Life is a fragile thing, she mused to herself, fingering the covers. Existence was like a feather in the wind, tossing and turning in the breeze. One push, one intervention, it could end up somewhere completely different from the intended destination. If it were snatched out of the air, its course would be ended, its quest to achieve disrupted, no longer to be pursued. It could be torn, it could be trampled on, it could flutter away, never to be seen again – so many potentials, so many prospects. Like everything else, its destiny depended on those ominous scales of balance. One small adjustment could cause a chain reaction, a domino effect.
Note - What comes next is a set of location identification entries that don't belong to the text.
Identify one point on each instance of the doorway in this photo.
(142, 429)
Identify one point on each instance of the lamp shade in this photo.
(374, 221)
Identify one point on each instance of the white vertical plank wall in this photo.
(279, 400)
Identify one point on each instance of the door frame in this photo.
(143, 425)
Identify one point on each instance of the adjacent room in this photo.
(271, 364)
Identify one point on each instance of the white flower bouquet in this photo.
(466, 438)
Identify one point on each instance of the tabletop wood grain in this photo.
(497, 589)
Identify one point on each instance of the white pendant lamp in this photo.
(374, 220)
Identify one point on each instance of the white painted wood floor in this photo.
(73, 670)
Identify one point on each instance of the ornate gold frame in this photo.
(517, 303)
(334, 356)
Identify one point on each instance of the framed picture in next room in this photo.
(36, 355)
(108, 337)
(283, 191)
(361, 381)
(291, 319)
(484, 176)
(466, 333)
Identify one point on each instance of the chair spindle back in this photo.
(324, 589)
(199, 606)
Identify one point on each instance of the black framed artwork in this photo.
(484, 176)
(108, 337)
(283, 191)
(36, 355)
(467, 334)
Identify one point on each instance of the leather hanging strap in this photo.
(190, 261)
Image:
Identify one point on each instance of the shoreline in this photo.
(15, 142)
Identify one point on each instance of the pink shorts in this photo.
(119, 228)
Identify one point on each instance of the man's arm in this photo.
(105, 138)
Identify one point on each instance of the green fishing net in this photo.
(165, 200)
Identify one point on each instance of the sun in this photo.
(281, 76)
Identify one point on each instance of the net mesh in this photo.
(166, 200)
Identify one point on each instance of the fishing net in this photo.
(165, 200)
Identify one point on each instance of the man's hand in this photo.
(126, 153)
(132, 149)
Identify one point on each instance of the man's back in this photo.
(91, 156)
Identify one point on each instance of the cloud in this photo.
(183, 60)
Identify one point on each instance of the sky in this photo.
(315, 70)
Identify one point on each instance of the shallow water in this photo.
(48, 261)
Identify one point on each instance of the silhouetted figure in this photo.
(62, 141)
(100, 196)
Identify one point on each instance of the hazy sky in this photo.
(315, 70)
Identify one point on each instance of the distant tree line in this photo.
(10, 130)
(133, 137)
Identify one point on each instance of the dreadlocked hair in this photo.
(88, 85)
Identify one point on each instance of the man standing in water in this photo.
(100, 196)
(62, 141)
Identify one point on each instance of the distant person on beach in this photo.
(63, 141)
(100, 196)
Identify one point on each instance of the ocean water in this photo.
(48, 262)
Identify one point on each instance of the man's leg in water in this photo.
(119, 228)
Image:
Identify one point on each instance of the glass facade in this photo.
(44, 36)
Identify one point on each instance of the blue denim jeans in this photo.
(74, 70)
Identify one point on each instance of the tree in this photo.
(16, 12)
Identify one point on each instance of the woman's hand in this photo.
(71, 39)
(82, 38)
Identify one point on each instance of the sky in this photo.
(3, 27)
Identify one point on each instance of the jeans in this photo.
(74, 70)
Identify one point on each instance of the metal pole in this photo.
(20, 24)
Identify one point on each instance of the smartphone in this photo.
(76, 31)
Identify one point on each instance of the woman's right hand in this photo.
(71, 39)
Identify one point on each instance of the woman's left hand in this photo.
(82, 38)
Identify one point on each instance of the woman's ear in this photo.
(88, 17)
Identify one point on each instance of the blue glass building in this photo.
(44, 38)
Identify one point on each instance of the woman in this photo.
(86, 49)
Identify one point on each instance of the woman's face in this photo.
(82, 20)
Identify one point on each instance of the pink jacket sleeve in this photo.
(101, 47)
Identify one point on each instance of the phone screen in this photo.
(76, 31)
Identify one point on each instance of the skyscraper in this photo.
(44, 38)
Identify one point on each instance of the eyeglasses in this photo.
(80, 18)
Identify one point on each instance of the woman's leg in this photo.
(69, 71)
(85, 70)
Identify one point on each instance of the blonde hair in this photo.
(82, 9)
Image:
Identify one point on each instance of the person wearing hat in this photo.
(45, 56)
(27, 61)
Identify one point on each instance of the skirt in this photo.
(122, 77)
She felt as though that was what had happened to Jett’s life – it was the feather, the petal, one of many others. Nothing significant in the grand scheme of things, although it was to her. Their fates were tied, their providences connected. Their positions could have been reversed, and it would be her out there in the wake of destruction and him inside, sheltered from harm. She was one side of the scale and he was the other; to be inclined towards her would require reimbursement on his behalf, just as she had realised months ago. Why she did not do anything to prevent the consequences she did not know – selfishness perhaps, maybe negligence and overconfidence.
Jett was a responsible driver. He could handle a mere distraction.
It turned out she had been wrong – but then again, was anyone always right? Was there really anyone so perfect, so flawless and unadulterated in their knowledge? Would they have known that the one day would have costed Jett his life? Would they have seen the storm coming, have the prudence to persuade him to stay home instead of travelling all that way? If there really was, she hated them – hated them because they had not been around, had not decided to associate themselves with her and Jett, had not really cared.
But what was done was done. It was irreversible, unfixable, irrevocably unalterable – the storm, his death, her admittance to hospital, all of it. That was the nature of life. It was the beginning, it was the end. It was the little things, like a feather, subjected to the will of greater forces, like the gale force winds of a storm. It was gentle and considerate, but it was also harsh and unforgiving. It gave and it replenished and yet it stole what did not rightfully belong to it – a childhood love, a partner, a life. It was multi-faceted, layered with meaning. It was limited… and it was infinite.